Toronto Blue Jays add Dexter Fowler in low-risk depth move

Dexter Fowler and the Toronto Blue Jays have had their names intertwined for years. Now the veteran outfielder will finally be joining the team that tried to trade for him all the way back in 2014.

This time, however, Dexter Fowler coming to the Toronto Blue Jays won’t be as a star addition, but rather as a depth piece in an already loaded outfield

It was during the offseason leading up to the 2015 campaign when the first rumors of the Toronto Blue Jays being interested in Dexter Fowler first appeared, with the Blue Jays and Astros reportedly having talks about a swap when Fowler was with Houston. Just under two years later, the Blue Jays reportedly offered Fowler a contract in the neighborhood of four years and $60 million. Fowler would reject Toronto and head to the St. Louis Cardinals where he would underwhelm in four seasons under the Gateway Arch, slashing .233/.334/.408 with an OPS+ of 98.

Fowler played in just seven games in 2021 with the Los Angeles Angels before suffering an ACL injury (against the Blue Jays, by the way) and missing the rest of the season.

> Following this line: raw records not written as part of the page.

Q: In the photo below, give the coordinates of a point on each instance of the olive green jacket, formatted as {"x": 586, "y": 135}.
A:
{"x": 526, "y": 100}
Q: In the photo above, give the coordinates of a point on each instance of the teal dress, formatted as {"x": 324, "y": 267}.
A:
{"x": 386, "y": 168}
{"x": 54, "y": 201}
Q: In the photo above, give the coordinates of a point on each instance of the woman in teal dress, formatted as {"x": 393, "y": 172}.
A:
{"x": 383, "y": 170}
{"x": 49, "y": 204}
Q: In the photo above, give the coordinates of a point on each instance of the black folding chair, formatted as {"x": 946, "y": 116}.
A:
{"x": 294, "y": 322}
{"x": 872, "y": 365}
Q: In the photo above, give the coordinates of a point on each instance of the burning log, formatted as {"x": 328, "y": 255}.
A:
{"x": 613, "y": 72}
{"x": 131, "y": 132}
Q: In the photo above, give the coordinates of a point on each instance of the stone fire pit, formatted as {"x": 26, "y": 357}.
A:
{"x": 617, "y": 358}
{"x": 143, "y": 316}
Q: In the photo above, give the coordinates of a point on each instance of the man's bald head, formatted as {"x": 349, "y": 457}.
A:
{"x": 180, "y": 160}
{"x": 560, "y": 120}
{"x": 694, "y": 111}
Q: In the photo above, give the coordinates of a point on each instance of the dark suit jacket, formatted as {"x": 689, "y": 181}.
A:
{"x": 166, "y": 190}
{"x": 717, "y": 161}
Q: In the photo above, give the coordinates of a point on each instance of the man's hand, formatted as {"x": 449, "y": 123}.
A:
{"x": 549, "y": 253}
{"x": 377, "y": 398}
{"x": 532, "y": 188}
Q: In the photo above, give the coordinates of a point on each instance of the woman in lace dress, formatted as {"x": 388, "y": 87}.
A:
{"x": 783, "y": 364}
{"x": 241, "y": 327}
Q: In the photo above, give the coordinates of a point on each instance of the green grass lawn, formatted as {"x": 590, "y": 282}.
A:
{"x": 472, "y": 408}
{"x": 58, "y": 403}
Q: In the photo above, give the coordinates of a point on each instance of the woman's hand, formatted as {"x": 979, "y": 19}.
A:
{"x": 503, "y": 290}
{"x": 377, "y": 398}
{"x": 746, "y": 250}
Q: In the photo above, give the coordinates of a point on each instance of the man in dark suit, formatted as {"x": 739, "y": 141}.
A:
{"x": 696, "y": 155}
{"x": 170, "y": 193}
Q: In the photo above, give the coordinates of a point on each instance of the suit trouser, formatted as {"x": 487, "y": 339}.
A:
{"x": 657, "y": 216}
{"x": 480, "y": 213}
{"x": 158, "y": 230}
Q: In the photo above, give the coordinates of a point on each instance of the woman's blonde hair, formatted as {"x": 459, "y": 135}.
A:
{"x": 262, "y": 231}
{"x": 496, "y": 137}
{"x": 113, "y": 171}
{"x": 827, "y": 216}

Now Fowler, who celebrated his 36th birthday on March 22, is trying to get back on an MLB roster, and he’ll seemingly have a tough time doing it in Toronto by signing a minor league deal with an invitation to big league camp. Toronto’s outfield is talent-packed already, including the newly acquired Raimel Tapia, who came over in a trade from the Colorado Rockies (where Fowler began his career in 2008) so Fowler has his work cut out for him in terms of his place on the depth chart.

Could Fowler start the season at Triple-A? It’s not unheard of for a veteran player, and that option would give the Blue Jays a chance to not only see what he can still bring to the game, but also if he could be a fit if and when he is needed in Toronto. With Fowler joining the Blue Jays so late, it’s a real possibility.

That is one scenario. However, there is another.

MLB’s expanded rosters to start the season could bode well for the switch-hitting Fowler and the Blue Jays. A veteran bat off the bench who can fill in where needed in the outfield may be given a chance to show from the start of the season what he can do for the organization. Knowing rosters will be shaved back down on May 1 gives both Fowler and the Blue Jays a chance to see if this is the right fit and can be a sustainable relationship for the entire season.

Whatever happens with Fowler, signing him to a minor league deal is a high-reward, low-risk move for a team that has figured out ways to boost its roster throughout the offseason.